Джохадзе Мака
Шрифт:
А для мальчика эти тяжкие, эти хватающие за душу минуты, это заледенелое, как труп отца, настоящее существовало лишь постольку, поскольку настоящее было связано с будущим.
За какие-то пять дней Саба так быстро привык к гробу с отцом, покоящемуся на низкой тахте, что был удивлен и обижен, когда высокие и сильные мужчины подняли его на плечи, стукнули его краем об раму окна и по примеру Торникэ в последний раз вдребезги разнесли водянистые стекла.

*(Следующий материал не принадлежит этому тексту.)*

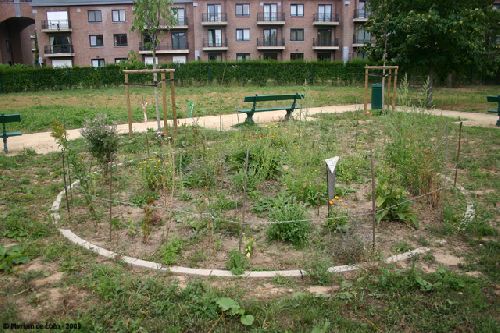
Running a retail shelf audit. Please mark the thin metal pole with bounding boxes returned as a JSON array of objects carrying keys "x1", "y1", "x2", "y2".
[
  {"x1": 453, "y1": 121, "x2": 464, "y2": 186},
  {"x1": 371, "y1": 152, "x2": 377, "y2": 251}
]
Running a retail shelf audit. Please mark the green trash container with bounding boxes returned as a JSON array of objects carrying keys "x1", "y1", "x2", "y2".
[{"x1": 372, "y1": 83, "x2": 383, "y2": 110}]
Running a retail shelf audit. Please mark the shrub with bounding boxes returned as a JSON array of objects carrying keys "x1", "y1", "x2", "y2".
[
  {"x1": 375, "y1": 178, "x2": 418, "y2": 228},
  {"x1": 267, "y1": 198, "x2": 311, "y2": 246},
  {"x1": 160, "y1": 238, "x2": 182, "y2": 265},
  {"x1": 226, "y1": 250, "x2": 249, "y2": 275}
]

Саба не садился в машину, вместе с друзьями отца он пешком шел к подъему на кладбище. Медленное течение процессии блаженным колыханием наполняло его тело. С таким же блаженным колыханием всплывал в его памяти душный запах магнолий. По вечерам сломя голову бежали они от серых песочных горок к морю. Жарившийся с утра на солнце песок остывал, словно распластанное животное. Выскочив из воды, они бежали обратно к песочным горкам и в их тепле отогревали чуть продрогшие, покрытые гусиной кожей тела. Как они торопились получить это двойное блаженство! Вода и песок были единственной и безграничной их мечтой и радостью. На безлюдном берегу лишь человека два-три маячили там и тут. Все море и опрокинутое над морем небо принадлежали только им, только им одним, так внезапно разбогатевшим, счастливым и влюбленным друг в друга.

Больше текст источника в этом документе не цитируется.